Siempre he veraneado en Benidorm. Siempre, quiero decir, desde que mis padres ganaron el
piso en el Un, dos, tres. Pero la avenida Racharel no me suena de nada. Y yo me imagino el
sitio como una mazmorra con goteras, potros de tortura y azotadores con intención de
agujerearme el culo. ¡Qué desmesura! En otro momento, solo de pensarlo, me bailaría la
pepitilla por fandangos. Pero hoy no. ¡Qué desidia!
El fuego en las chanclas me devuelve a la realidad. Para no aburrirme, camino solo por las baldosas negras y sumo las matrículas de los coches que me cruzo. Hasta que llego: Av. Racharel nº3. Subo las escaleras
enmoquetadas y al girar la lentilla, me topo con la habitación 115. Castañeteo las uñas
contra la tarjeta. Respiro los nervios con la vagina. Oigo ruidos raros, pero los ignoro y paso
la tarjeta.
Al abrir la puerta me encuentro con el paraíso. Mi cara empapela todas las paredes, hay televisores encendidos con el escándalo de mi TFG en repeat y un grupito de siete jóvenas en el suelo, de rodillas. Rezando. Rezando a una escultura con mi cara y mi cuerpo hecha de tampones reciclados. ¡Qué orgullo! Casi lloro de la emoción, pero la abulia me lo impide.
Visualizo entre todas ellas al muchacho que susurra a las indolentes. Me ven y rompen la oración para venir a saludarme. Me dan la bienvenida y las gracias, pensaban que no acudiría –yo también lo pensaba–. Dicen que les he abierto la mente y han roto con la rutina. En mi honor han fundado la religión del Peputerismo, con manicura divina los domingos, cerveza santificada los miércoles y mejillonada en los días de guardar.

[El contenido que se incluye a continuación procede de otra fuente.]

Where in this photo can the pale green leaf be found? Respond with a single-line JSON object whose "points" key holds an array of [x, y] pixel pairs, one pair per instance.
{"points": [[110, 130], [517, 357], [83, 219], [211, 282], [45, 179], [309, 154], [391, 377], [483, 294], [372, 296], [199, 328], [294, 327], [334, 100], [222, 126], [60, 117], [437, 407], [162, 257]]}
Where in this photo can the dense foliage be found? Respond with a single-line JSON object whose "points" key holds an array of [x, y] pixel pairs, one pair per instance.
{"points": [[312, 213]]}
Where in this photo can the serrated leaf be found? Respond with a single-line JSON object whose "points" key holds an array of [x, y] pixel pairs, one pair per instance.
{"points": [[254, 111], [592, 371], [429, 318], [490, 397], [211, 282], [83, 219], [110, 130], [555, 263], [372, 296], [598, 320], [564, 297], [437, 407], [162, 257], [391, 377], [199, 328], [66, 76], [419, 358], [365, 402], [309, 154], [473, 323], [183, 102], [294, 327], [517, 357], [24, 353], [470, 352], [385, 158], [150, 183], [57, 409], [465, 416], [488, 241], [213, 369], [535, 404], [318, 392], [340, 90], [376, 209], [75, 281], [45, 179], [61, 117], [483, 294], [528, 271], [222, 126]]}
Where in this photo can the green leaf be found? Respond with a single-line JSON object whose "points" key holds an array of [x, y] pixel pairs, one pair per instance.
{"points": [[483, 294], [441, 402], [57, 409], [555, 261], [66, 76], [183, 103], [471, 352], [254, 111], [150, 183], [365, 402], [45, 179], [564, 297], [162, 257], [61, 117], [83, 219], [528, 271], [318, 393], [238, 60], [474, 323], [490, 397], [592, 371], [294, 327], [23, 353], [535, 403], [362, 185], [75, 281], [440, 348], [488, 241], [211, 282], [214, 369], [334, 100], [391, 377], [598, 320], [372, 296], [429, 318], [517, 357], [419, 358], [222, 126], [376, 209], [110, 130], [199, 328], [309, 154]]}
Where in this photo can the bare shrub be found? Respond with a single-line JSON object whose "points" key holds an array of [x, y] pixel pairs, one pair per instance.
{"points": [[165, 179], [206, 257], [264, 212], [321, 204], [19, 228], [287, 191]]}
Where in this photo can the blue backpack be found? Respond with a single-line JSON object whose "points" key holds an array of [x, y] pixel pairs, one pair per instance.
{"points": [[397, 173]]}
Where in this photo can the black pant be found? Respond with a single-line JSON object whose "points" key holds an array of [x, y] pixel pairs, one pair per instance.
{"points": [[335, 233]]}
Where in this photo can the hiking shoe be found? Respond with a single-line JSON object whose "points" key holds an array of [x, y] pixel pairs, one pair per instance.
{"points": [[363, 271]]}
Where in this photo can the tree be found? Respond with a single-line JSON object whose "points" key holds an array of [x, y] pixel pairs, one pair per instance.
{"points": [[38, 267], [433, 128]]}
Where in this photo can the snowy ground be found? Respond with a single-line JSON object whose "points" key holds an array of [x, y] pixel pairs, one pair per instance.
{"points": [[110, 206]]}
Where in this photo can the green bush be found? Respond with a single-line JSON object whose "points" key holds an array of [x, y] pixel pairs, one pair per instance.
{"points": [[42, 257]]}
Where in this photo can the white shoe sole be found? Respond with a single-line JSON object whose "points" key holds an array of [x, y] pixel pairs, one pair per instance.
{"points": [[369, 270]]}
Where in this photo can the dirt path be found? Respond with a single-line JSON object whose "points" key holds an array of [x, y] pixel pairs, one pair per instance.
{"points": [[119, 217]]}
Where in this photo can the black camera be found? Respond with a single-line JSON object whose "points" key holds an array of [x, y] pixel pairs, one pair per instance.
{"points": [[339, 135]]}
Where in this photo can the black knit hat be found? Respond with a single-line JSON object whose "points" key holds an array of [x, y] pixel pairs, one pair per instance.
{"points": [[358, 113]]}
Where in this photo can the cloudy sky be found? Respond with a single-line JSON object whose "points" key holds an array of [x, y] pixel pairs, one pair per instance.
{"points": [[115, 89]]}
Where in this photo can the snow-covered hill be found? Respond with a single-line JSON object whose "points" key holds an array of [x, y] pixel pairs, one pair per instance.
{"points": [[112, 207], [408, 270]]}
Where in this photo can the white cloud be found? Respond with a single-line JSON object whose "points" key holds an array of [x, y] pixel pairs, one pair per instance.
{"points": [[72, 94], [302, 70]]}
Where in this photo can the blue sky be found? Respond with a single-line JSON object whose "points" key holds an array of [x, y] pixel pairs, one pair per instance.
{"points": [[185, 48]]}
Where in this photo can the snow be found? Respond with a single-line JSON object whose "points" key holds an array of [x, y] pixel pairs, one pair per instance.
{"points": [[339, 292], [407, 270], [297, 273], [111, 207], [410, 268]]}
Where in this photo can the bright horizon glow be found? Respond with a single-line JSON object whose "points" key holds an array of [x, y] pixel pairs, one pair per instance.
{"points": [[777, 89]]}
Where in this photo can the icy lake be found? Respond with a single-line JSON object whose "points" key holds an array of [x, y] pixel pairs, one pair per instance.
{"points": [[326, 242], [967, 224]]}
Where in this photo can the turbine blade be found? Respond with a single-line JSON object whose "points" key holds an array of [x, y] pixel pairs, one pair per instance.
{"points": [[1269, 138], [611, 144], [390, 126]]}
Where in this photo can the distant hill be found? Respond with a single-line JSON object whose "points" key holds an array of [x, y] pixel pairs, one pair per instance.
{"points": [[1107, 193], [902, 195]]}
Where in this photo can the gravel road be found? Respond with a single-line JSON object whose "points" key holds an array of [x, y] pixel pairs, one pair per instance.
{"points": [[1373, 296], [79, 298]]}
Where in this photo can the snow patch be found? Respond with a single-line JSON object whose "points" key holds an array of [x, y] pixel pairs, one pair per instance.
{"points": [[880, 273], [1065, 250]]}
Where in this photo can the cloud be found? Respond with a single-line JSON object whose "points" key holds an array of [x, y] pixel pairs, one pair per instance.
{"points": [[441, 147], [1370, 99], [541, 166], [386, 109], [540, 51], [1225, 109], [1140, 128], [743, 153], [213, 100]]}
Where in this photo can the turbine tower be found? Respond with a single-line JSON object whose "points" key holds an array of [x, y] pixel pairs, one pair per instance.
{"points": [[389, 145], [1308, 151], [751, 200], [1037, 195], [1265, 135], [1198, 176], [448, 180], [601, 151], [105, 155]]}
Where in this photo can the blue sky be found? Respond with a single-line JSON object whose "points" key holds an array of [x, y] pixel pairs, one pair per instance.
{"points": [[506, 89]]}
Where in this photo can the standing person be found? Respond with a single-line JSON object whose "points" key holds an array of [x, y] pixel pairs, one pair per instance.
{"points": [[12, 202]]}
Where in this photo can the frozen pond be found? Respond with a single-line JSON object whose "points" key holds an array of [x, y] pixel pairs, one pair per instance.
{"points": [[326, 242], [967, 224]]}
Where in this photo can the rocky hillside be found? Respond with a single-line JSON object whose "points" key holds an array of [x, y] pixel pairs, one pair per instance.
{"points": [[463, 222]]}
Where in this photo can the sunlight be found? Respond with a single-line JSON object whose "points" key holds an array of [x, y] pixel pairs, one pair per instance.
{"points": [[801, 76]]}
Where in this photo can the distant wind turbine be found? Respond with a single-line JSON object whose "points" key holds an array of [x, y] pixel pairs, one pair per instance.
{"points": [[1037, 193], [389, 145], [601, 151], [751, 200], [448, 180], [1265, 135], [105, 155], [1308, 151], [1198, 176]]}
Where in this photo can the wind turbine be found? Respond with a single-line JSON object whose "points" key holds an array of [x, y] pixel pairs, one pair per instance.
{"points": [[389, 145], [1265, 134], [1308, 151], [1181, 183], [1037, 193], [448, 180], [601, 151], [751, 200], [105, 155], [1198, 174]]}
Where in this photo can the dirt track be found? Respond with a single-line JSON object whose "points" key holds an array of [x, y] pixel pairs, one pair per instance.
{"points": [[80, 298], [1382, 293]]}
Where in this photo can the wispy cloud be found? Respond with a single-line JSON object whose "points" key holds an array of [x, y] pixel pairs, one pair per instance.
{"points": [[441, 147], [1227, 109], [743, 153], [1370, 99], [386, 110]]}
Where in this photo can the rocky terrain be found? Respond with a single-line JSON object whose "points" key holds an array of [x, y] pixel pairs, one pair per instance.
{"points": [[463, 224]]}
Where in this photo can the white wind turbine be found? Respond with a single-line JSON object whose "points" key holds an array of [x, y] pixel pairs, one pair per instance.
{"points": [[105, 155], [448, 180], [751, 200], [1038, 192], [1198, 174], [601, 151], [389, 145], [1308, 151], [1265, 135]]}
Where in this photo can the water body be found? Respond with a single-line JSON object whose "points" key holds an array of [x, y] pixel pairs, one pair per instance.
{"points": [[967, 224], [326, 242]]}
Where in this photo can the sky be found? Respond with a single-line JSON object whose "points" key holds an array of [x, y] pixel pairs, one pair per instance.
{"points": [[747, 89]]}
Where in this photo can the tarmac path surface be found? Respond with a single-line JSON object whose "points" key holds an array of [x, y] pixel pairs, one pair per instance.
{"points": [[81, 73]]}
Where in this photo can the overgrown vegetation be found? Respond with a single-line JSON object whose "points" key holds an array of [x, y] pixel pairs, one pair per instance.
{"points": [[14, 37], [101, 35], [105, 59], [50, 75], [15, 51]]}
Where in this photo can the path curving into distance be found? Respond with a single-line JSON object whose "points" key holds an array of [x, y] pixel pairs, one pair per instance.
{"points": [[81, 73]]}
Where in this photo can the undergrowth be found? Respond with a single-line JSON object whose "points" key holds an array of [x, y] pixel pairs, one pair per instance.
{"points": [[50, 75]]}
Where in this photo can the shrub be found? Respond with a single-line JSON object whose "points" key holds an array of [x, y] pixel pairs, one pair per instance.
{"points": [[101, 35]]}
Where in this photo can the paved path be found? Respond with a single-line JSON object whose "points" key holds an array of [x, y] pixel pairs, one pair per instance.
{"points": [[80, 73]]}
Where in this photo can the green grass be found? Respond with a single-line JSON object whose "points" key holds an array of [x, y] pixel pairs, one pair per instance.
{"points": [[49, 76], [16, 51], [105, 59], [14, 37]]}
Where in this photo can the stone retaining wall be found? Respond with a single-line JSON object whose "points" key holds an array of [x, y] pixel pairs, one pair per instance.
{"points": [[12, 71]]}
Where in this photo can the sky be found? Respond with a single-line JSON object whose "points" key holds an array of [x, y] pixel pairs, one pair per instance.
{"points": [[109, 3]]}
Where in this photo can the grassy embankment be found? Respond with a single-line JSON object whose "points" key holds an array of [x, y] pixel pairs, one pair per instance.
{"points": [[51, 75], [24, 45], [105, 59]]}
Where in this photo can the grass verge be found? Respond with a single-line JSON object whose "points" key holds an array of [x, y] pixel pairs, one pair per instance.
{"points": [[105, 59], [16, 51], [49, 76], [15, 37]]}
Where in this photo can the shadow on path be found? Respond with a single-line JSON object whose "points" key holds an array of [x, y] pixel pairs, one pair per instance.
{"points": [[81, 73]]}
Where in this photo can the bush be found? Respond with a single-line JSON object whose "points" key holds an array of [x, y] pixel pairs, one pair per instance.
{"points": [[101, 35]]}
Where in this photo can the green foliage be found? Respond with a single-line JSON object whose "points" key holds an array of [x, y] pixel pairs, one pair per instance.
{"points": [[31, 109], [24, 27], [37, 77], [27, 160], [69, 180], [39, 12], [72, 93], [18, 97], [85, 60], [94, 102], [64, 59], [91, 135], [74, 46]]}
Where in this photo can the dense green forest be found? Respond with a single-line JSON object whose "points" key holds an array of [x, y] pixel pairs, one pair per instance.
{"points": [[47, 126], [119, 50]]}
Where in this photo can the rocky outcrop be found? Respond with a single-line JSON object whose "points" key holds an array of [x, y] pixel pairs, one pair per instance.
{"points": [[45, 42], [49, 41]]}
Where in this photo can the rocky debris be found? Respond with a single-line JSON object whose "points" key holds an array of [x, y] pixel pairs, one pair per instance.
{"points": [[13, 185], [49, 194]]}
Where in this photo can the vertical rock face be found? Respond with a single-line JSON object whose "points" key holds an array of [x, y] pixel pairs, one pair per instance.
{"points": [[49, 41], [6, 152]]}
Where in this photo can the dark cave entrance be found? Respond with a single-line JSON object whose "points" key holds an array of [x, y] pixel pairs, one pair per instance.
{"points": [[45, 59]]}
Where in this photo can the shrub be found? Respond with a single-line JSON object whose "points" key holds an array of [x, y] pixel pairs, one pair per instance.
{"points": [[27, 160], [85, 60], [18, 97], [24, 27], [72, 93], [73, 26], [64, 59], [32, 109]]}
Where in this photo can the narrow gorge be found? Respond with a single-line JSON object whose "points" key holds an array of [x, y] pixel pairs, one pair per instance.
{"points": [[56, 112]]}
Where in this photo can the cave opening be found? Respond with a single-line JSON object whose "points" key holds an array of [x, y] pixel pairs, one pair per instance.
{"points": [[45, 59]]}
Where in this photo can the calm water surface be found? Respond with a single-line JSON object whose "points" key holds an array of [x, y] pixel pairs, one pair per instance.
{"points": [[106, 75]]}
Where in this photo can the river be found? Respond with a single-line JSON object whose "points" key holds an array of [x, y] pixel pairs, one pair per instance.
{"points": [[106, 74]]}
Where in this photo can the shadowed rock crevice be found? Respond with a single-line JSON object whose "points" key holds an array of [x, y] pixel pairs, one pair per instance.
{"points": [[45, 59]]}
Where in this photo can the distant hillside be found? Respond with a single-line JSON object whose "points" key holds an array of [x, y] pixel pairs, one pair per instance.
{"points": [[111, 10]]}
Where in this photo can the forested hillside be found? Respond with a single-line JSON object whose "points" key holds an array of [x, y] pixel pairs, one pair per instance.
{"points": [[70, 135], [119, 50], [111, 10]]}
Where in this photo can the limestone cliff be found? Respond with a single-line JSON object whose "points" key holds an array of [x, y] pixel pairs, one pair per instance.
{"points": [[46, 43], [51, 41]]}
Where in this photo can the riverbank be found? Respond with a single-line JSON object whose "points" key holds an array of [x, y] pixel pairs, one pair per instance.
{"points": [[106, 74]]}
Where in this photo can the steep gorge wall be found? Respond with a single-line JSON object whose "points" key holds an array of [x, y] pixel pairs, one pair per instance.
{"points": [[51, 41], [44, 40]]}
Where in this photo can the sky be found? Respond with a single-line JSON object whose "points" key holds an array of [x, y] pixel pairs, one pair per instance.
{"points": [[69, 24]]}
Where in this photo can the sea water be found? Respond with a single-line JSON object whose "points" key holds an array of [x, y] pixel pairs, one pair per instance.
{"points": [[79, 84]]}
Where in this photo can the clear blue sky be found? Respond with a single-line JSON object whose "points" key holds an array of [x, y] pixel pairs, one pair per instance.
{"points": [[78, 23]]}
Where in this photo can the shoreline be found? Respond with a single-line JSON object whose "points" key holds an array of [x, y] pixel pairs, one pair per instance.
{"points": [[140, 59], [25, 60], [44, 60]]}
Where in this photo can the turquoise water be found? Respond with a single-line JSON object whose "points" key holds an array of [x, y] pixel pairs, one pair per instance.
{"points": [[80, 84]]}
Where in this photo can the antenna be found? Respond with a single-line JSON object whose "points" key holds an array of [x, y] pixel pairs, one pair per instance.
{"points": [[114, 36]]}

Para confesarse se fuman un Malboro. Dicen que han puesto esas normas para pasárselas por el coño, como yo haría. ¡Qué razón tienen las jodías! Así que aquí estoy yo, Pepu Tabares, curada del apatismo por el Peputerismo. ¡Qué barbaridad! Supongo que el sentirme venerada tendrá algo que ver.
Unas usan su Instagram para eso y yo tengo mi akelarre. La guinda fue que, en noches de luna llena en desarmónico a Mercurio, sodomizan hombres blancos cis-heterosexuales en mi honor. ¡Qué despliegue de
medios! Podría decirse que son el movimiento Scum del Levante pero sin TERF a la vista. ¡Qué maravilla la cura de desidia!